虽然急性腹泻是一种自限性疾病,但一些儿童可能会出现脱水。脱水是由于液体粪便中水分和电解质(钠、氯、钾和碳酸氢盐)的大量流失而导致的。当这些流失量高且得不到充分补充时,就会出现严重脱水。严重脱水通过静脉输液来纠正。为此目的最常用的溶液是 0.9%生理盐水。平衡溶液(如乳酸林格氏液)是 0.9%生理盐水的替代品,与住院天数减少和更好的生化结果有关。现有的指南提供了相互矛盾的建议。由于急性腹泻导致严重脱水的儿童,0.9%生理盐水和平衡静脉输液在快速补液方面哪个更有效,尚不清楚。
评估平衡溶液在严重腹泻脱水儿童中的快速补液作用,与 0.9%生理盐水相比,在住院时间和死亡率方面的获益和危害。
我们使用了标准的、广泛的 Cochrane 检索方法。最新的检索日期是 2022 年 5 月 4 日。
我们纳入了比较严重腹泻脱水儿童使用平衡溶液(如乳酸林格氏液或 Plasma-Lyte)与 0.9%生理盐水溶液进行快速补液的随机对照试验。
我们使用了标准的 Cochrane 方法。我们的主要结局是 1. 住院时间和 2. 死亡率。我们的次要结局是 3. 对额外液体的需求、4. 接受的总液体量、5. 代谢性酸中毒缓解时间、6. 生化指标(pH 值、碳酸氢盐、钠、氯、钾和肌酐)的变化和最终值、7. 急性肾损伤的发生率和 8. 不良事件。我们使用 GRADE 评估证据的确定性。
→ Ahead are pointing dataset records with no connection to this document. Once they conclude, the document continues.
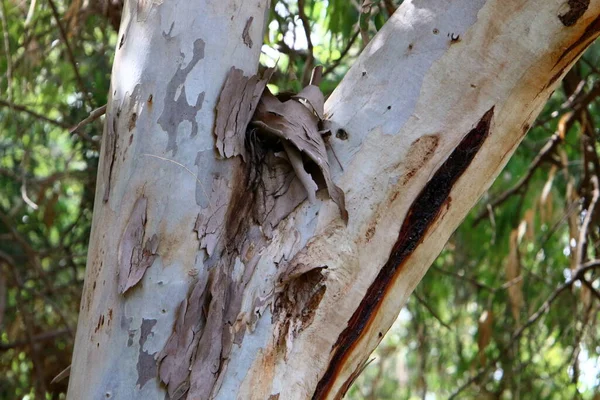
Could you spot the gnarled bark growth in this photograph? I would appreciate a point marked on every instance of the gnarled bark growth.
(230, 294)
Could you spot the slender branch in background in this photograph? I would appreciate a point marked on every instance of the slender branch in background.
(578, 275)
(40, 387)
(7, 52)
(543, 155)
(2, 295)
(310, 60)
(94, 115)
(63, 35)
(593, 290)
(389, 7)
(428, 308)
(583, 232)
(42, 337)
(363, 21)
(343, 54)
(34, 114)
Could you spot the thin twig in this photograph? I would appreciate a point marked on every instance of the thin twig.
(63, 35)
(433, 313)
(308, 64)
(343, 54)
(577, 275)
(542, 156)
(94, 115)
(7, 53)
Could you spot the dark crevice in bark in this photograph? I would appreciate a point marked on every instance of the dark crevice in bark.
(421, 216)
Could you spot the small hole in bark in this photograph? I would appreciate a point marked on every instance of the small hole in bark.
(341, 134)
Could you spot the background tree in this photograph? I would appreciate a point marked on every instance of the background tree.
(471, 327)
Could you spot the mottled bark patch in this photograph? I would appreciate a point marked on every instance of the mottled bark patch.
(134, 256)
(146, 365)
(176, 357)
(422, 214)
(176, 108)
(127, 105)
(246, 33)
(576, 10)
(237, 102)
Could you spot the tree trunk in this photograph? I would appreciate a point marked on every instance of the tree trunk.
(194, 287)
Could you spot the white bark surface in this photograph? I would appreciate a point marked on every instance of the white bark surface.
(435, 74)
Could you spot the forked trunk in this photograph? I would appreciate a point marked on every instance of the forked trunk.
(204, 281)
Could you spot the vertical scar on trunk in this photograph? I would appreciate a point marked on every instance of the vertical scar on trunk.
(134, 256)
(421, 215)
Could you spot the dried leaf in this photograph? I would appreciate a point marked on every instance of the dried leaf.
(513, 271)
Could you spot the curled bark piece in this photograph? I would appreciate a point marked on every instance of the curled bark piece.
(135, 257)
(295, 122)
(237, 102)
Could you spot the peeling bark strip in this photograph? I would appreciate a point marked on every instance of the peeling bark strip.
(237, 102)
(576, 10)
(146, 365)
(110, 151)
(589, 35)
(177, 110)
(246, 33)
(420, 217)
(293, 121)
(135, 257)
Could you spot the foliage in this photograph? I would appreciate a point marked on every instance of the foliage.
(471, 329)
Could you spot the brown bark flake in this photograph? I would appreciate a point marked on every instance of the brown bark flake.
(420, 217)
(576, 10)
(146, 365)
(178, 110)
(134, 256)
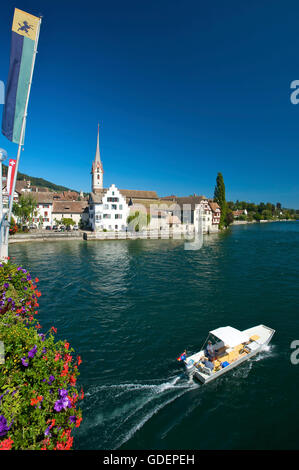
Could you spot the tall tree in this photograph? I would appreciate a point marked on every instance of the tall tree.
(219, 197)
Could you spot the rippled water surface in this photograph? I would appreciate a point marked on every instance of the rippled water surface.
(129, 308)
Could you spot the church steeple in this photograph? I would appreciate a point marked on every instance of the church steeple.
(97, 167)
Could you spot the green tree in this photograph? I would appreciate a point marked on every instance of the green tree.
(219, 197)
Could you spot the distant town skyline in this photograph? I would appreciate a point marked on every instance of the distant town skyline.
(181, 92)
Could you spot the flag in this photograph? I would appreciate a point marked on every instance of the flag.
(10, 175)
(182, 357)
(25, 29)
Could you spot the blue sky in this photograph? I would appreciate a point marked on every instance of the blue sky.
(182, 90)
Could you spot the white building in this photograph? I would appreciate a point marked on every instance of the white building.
(198, 210)
(108, 210)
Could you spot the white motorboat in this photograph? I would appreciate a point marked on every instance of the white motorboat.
(228, 348)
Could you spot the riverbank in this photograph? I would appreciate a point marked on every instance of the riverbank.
(152, 299)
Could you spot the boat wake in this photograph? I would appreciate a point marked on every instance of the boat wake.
(126, 407)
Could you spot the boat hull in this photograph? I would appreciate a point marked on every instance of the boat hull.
(265, 333)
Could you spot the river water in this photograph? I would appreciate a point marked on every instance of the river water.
(130, 308)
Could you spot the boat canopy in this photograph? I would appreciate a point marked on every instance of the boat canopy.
(230, 336)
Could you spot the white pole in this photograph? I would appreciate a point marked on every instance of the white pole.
(20, 142)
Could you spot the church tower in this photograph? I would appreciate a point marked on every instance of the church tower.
(97, 169)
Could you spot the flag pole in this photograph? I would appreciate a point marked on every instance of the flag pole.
(4, 247)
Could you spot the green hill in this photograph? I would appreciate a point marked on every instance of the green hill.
(39, 182)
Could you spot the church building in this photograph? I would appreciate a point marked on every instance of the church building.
(109, 208)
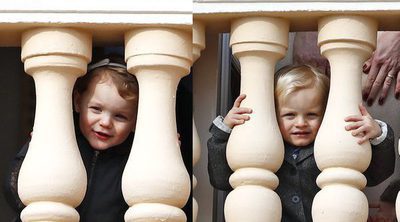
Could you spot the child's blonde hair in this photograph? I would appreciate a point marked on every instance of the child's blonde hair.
(126, 83)
(290, 79)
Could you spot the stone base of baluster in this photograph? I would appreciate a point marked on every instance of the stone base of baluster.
(154, 212)
(255, 204)
(340, 203)
(49, 211)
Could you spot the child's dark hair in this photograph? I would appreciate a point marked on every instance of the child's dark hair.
(126, 83)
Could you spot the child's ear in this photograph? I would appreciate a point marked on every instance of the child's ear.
(77, 100)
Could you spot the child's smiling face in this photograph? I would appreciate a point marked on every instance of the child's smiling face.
(106, 118)
(300, 116)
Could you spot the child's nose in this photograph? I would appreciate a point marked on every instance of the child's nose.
(301, 121)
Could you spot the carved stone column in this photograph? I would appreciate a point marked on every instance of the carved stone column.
(52, 180)
(155, 182)
(346, 41)
(255, 149)
(199, 43)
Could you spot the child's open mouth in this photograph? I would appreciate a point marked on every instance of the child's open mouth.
(301, 133)
(102, 136)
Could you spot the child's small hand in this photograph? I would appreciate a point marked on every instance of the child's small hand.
(363, 126)
(236, 115)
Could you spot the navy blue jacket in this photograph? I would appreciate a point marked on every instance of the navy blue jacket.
(297, 176)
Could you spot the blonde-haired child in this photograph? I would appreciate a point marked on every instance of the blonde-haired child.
(105, 101)
(301, 94)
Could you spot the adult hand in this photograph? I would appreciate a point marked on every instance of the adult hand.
(386, 212)
(383, 68)
(363, 126)
(236, 116)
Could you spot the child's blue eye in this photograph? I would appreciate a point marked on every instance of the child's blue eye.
(121, 117)
(95, 109)
(288, 115)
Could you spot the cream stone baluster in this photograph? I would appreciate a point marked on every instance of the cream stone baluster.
(199, 43)
(52, 180)
(346, 41)
(155, 182)
(255, 149)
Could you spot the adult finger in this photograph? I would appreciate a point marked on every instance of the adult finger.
(243, 110)
(367, 65)
(397, 87)
(363, 110)
(240, 117)
(353, 126)
(353, 118)
(239, 100)
(386, 86)
(376, 86)
(359, 132)
(373, 72)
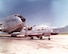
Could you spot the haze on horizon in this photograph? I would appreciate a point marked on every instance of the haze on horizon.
(37, 12)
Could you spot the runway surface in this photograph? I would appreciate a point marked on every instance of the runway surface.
(57, 45)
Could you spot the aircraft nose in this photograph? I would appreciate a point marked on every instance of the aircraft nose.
(21, 17)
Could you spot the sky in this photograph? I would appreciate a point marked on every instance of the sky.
(37, 12)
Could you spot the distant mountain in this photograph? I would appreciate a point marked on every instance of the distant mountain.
(62, 29)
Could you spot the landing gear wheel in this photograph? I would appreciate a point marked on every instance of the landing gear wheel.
(48, 38)
(31, 37)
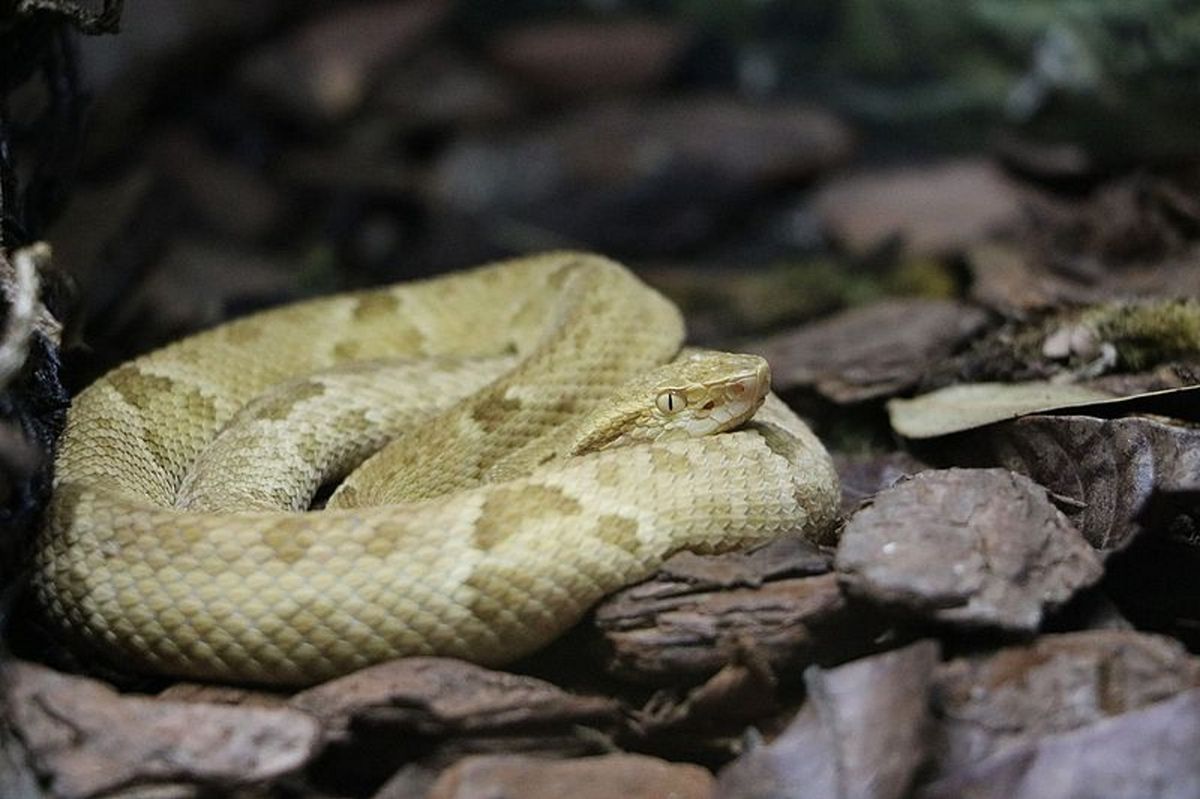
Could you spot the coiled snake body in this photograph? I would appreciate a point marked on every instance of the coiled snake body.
(177, 539)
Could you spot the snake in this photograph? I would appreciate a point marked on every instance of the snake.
(508, 445)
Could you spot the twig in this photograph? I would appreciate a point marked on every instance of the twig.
(19, 289)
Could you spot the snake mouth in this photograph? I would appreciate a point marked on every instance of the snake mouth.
(742, 398)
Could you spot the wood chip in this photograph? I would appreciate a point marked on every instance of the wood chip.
(871, 352)
(683, 626)
(1103, 472)
(935, 209)
(87, 740)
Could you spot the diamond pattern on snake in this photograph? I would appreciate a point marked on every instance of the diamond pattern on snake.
(510, 444)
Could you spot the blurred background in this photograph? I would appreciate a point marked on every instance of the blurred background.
(763, 162)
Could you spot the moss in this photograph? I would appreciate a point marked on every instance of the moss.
(1147, 334)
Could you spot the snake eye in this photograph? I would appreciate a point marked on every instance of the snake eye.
(670, 402)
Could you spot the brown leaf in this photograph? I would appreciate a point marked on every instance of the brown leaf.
(989, 703)
(1104, 469)
(936, 209)
(863, 733)
(87, 740)
(612, 776)
(869, 352)
(975, 547)
(707, 722)
(581, 58)
(1147, 752)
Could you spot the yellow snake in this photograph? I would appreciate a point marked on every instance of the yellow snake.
(551, 444)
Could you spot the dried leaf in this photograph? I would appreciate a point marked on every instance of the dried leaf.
(863, 733)
(1104, 472)
(957, 408)
(87, 740)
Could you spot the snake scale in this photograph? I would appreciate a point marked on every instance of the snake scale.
(179, 538)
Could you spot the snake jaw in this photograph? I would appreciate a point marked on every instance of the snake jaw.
(729, 396)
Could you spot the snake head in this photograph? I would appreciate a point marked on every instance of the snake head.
(701, 394)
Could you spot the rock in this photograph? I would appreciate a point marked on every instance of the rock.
(999, 701)
(325, 67)
(863, 733)
(637, 178)
(1147, 752)
(87, 740)
(935, 209)
(689, 620)
(871, 352)
(563, 58)
(611, 776)
(707, 724)
(970, 547)
(209, 694)
(199, 282)
(1105, 470)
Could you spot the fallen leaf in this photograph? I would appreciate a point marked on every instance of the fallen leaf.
(958, 408)
(862, 733)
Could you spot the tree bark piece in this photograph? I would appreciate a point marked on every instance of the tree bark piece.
(701, 613)
(990, 703)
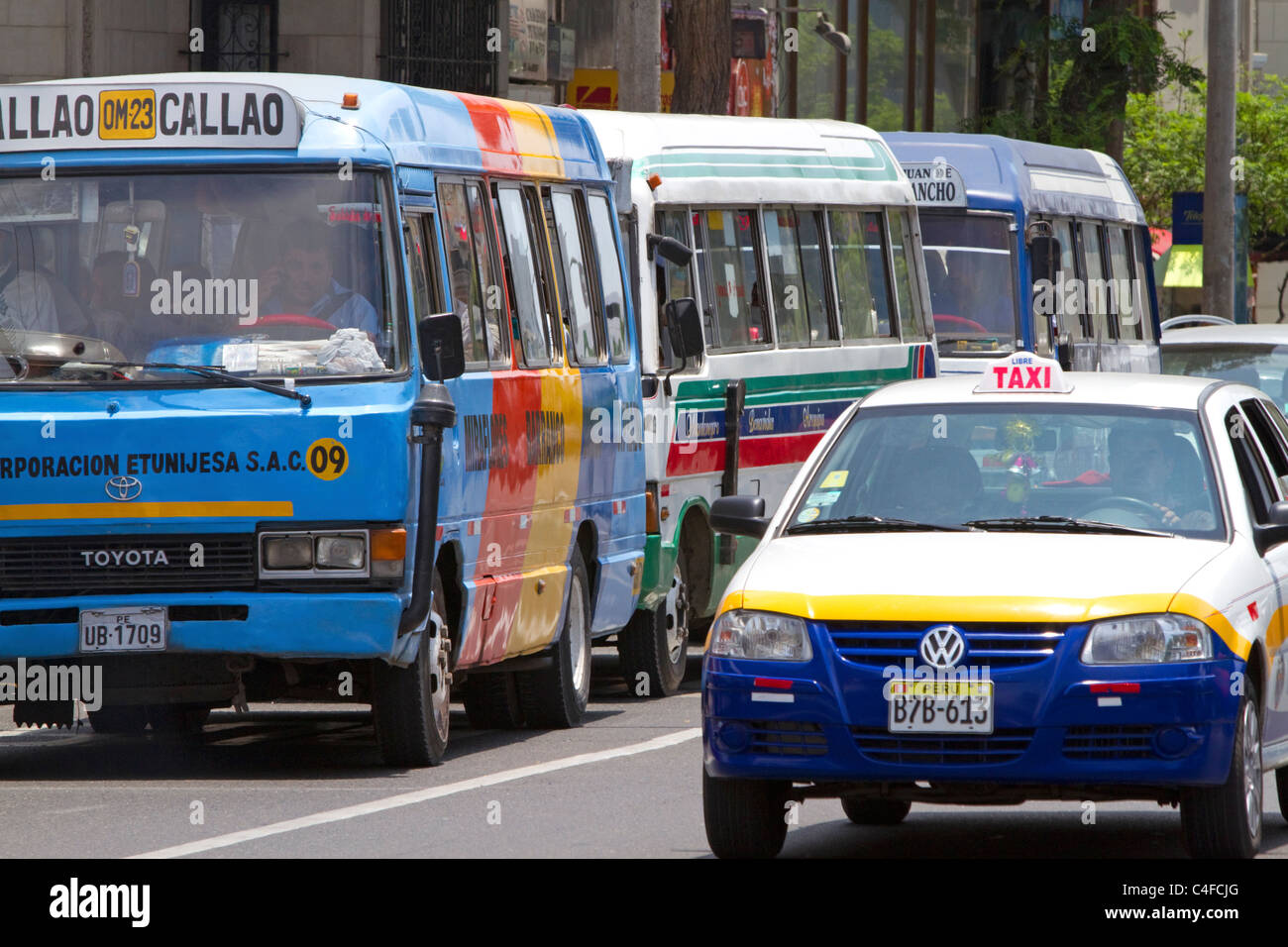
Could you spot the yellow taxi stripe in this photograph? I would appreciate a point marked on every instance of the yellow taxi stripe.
(147, 510)
(986, 608)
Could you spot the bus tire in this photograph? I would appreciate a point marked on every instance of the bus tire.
(557, 696)
(492, 701)
(412, 705)
(745, 818)
(656, 643)
(875, 812)
(132, 718)
(1225, 821)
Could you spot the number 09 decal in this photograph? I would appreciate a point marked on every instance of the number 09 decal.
(326, 459)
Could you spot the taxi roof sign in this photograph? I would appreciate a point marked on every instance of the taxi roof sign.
(1022, 371)
(147, 115)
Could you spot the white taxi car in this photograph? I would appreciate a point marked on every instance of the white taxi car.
(1025, 585)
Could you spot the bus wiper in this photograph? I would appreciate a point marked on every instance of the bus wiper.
(209, 371)
(870, 523)
(1063, 523)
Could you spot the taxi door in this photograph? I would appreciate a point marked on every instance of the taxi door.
(1265, 444)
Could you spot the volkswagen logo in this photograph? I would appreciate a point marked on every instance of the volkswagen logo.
(123, 487)
(941, 646)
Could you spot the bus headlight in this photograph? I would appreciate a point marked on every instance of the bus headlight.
(760, 635)
(1147, 639)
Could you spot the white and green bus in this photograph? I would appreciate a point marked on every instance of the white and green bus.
(800, 245)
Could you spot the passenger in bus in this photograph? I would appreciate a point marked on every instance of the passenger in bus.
(26, 296)
(1147, 464)
(303, 282)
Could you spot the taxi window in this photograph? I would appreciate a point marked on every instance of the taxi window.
(953, 464)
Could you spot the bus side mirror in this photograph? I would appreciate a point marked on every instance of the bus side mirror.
(1043, 258)
(684, 324)
(442, 351)
(669, 249)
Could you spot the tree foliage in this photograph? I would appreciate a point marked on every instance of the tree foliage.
(1164, 153)
(1091, 67)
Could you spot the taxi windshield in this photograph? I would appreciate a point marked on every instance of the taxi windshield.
(996, 467)
(969, 266)
(261, 274)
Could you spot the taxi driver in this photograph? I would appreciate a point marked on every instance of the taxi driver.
(1141, 467)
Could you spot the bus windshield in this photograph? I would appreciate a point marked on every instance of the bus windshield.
(262, 274)
(970, 268)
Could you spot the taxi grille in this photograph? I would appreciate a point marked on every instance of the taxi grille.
(1004, 646)
(1109, 742)
(125, 565)
(940, 749)
(786, 738)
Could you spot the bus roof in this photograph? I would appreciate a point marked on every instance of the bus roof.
(419, 127)
(732, 158)
(1009, 174)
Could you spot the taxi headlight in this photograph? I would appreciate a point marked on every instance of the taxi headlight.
(760, 635)
(1147, 639)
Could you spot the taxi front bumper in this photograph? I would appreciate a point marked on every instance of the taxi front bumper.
(1054, 722)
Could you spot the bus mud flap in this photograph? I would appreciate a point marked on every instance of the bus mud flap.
(735, 394)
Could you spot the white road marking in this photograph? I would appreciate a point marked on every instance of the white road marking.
(419, 796)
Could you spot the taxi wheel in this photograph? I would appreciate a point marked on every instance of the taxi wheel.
(412, 705)
(656, 643)
(745, 818)
(123, 719)
(1225, 821)
(492, 701)
(875, 812)
(555, 697)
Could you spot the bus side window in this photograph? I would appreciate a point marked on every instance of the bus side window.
(912, 321)
(737, 282)
(1094, 258)
(519, 263)
(601, 232)
(1121, 304)
(579, 278)
(673, 281)
(468, 292)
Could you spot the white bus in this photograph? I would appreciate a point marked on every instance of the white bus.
(807, 273)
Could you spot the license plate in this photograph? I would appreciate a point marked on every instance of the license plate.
(141, 628)
(125, 114)
(939, 706)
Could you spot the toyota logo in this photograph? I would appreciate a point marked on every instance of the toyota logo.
(943, 646)
(123, 487)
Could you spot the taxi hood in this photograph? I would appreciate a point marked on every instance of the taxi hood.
(964, 577)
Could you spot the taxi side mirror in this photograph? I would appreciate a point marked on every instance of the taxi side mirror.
(442, 351)
(742, 515)
(1274, 530)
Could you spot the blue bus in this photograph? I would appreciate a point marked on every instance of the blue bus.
(299, 389)
(1031, 247)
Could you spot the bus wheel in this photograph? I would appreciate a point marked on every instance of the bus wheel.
(492, 701)
(746, 818)
(875, 812)
(412, 705)
(656, 643)
(1225, 821)
(121, 719)
(557, 696)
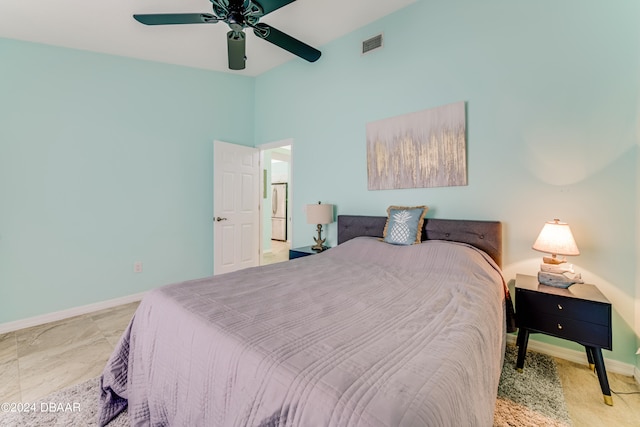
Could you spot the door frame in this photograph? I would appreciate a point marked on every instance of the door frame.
(263, 183)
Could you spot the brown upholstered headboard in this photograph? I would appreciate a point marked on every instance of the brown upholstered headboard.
(485, 235)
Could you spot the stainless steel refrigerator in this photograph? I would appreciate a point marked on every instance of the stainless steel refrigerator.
(279, 211)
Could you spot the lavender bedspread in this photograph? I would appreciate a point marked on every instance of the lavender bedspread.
(365, 334)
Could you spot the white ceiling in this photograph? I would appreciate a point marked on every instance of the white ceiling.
(107, 26)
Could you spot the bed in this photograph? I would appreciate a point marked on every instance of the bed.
(363, 334)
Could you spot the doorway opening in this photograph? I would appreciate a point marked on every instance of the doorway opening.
(276, 213)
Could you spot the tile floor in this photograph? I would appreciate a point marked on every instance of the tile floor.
(39, 360)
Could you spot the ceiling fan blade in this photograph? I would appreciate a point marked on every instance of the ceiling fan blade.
(286, 42)
(177, 18)
(236, 50)
(269, 6)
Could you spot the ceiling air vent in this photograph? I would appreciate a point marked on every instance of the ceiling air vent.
(373, 43)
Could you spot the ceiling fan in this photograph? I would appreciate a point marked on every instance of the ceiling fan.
(239, 14)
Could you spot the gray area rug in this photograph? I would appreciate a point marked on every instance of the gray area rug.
(531, 398)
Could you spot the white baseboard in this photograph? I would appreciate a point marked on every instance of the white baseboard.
(578, 357)
(65, 314)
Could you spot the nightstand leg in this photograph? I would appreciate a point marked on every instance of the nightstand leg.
(522, 341)
(602, 374)
(592, 366)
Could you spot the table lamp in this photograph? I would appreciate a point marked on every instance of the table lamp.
(556, 239)
(319, 214)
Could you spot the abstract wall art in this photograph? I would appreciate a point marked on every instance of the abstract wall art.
(418, 150)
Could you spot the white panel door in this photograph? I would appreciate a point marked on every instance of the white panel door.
(236, 229)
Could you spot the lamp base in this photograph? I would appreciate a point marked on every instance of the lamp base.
(558, 280)
(553, 260)
(319, 246)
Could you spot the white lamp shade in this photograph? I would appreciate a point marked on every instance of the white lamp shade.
(319, 214)
(556, 238)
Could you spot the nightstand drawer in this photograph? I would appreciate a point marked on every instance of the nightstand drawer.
(572, 308)
(584, 333)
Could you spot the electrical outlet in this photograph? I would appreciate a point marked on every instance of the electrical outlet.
(137, 267)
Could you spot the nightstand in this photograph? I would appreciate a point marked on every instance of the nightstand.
(300, 252)
(579, 313)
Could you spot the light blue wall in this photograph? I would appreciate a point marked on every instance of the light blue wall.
(552, 116)
(105, 161)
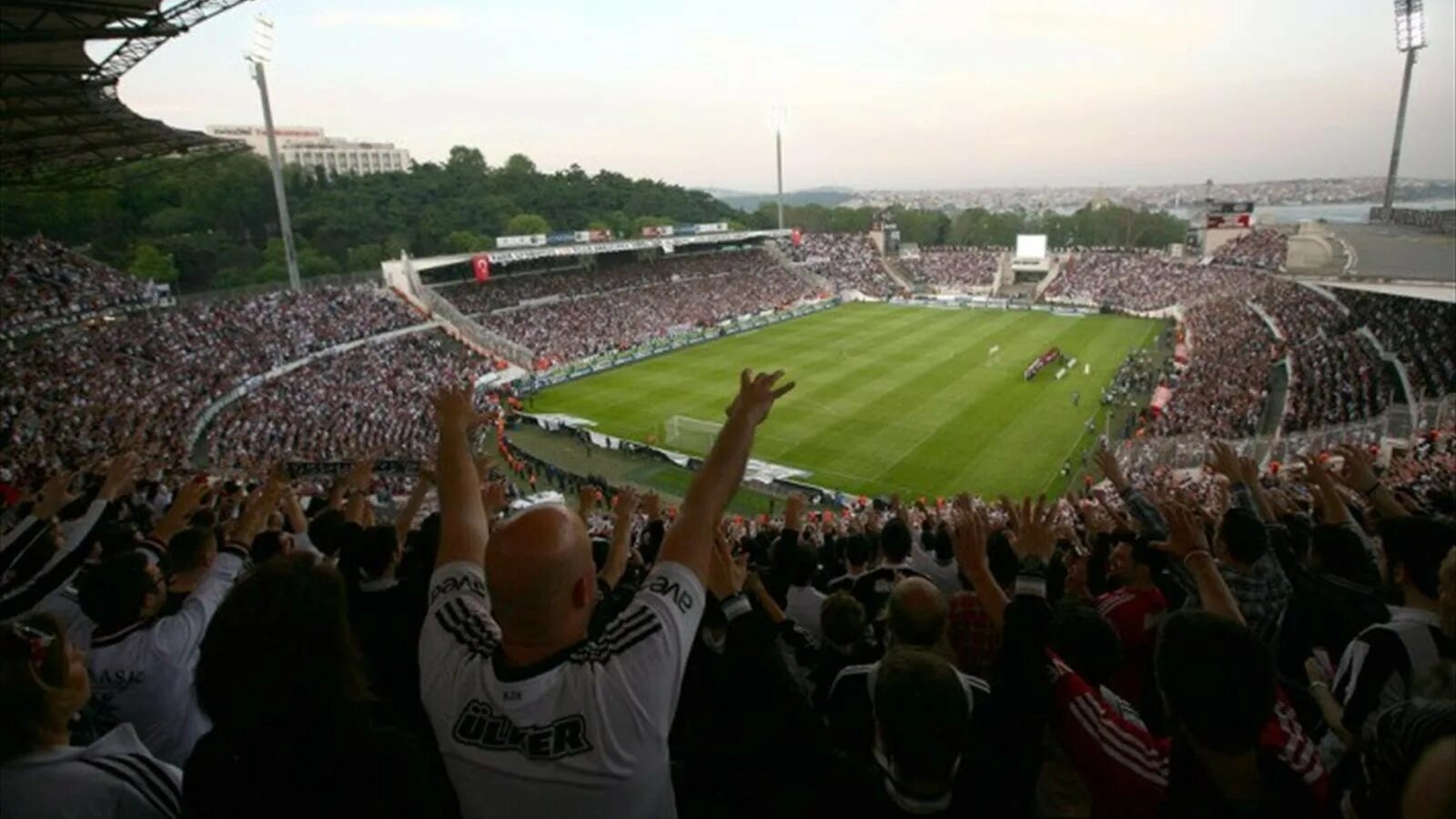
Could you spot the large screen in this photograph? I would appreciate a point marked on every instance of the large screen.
(1031, 247)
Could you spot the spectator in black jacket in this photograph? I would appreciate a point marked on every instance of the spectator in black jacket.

纳入研究的特征我们纳入了五项研究,涉及 465 名儿童。来自 441 名儿童的数据可进行荟萃分析。四项研究在中低收入国家进行,一项研究在两个高收入国家进行。四项研究评估了乳酸林格氏液,一项研究评估了 Plasma-Lyte。两项研究报告了住院时间,只有一项研究报告了死亡率作为结局。四项研究报告了最终 pH 值,五项研究报告了碳酸氢盐水平。两项研究报告了低钠血症,两项研究报告了低钾血症。偏倚风险所有研究在至少一个领域存在高风险或不确定的偏倚。偏倚评估影响了 GRADE 评估。主要结局与 0.9%生理盐水相比,平衡溶液可能会略微缩短住院时间(平均差 -0.35 天,95%置信区间 -0.60 至 -0.10;2 项研究;中等确定性证据)。然而,关于严重脱水儿童在住院期间死亡率的影响,平衡溶液的效果非常不确定(风险比 0.33,95%置信区间 0.02 至 7.39;1 项研究,22 名儿童;极低确定性证据)。次要结局平衡溶液可能会使血 pH 值升高(平均差 0.06,95%置信区间 0.03 至 0.09;4 项研究,366 名儿童;低确定性证据)和碳酸氢盐水平升高(平均差 2.44mEq/L,95%置信区间 0.92 至 3.97;443 名儿童,4 项研究;低确定性证据)。此外,平衡溶液可能会降低静脉纠正后低钾血症的风险(风险比 0.54,95%置信区间 0.31 至 0.96;2 项研究,147 名儿童;中等确定性证据)。然而,证据表明,平衡溶液可能不会影响初始纠正后对额外静脉补液的需求,也不会影响补液量,或对钠、氯、钾和肌酐水平的平均变化产生影响。
关于平衡溶液对严重腹泻脱水儿童住院期间死亡率的影响,证据非常不确定。然而,与 0.9%生理盐水相比,平衡溶液可能会使住院时间略有缩短。此外,平衡溶液可能会降低静脉纠正后低钾血症的风险。此外,证据表明,与 0.9%生理盐水相比,平衡溶液可能不会改变对额外静脉补液的需求或其他生化指标,如钠、氯、钾和肌酐水平。最后,平衡溶液和 0.9%生理盐水在低钠血症的发生率方面可能没有差异。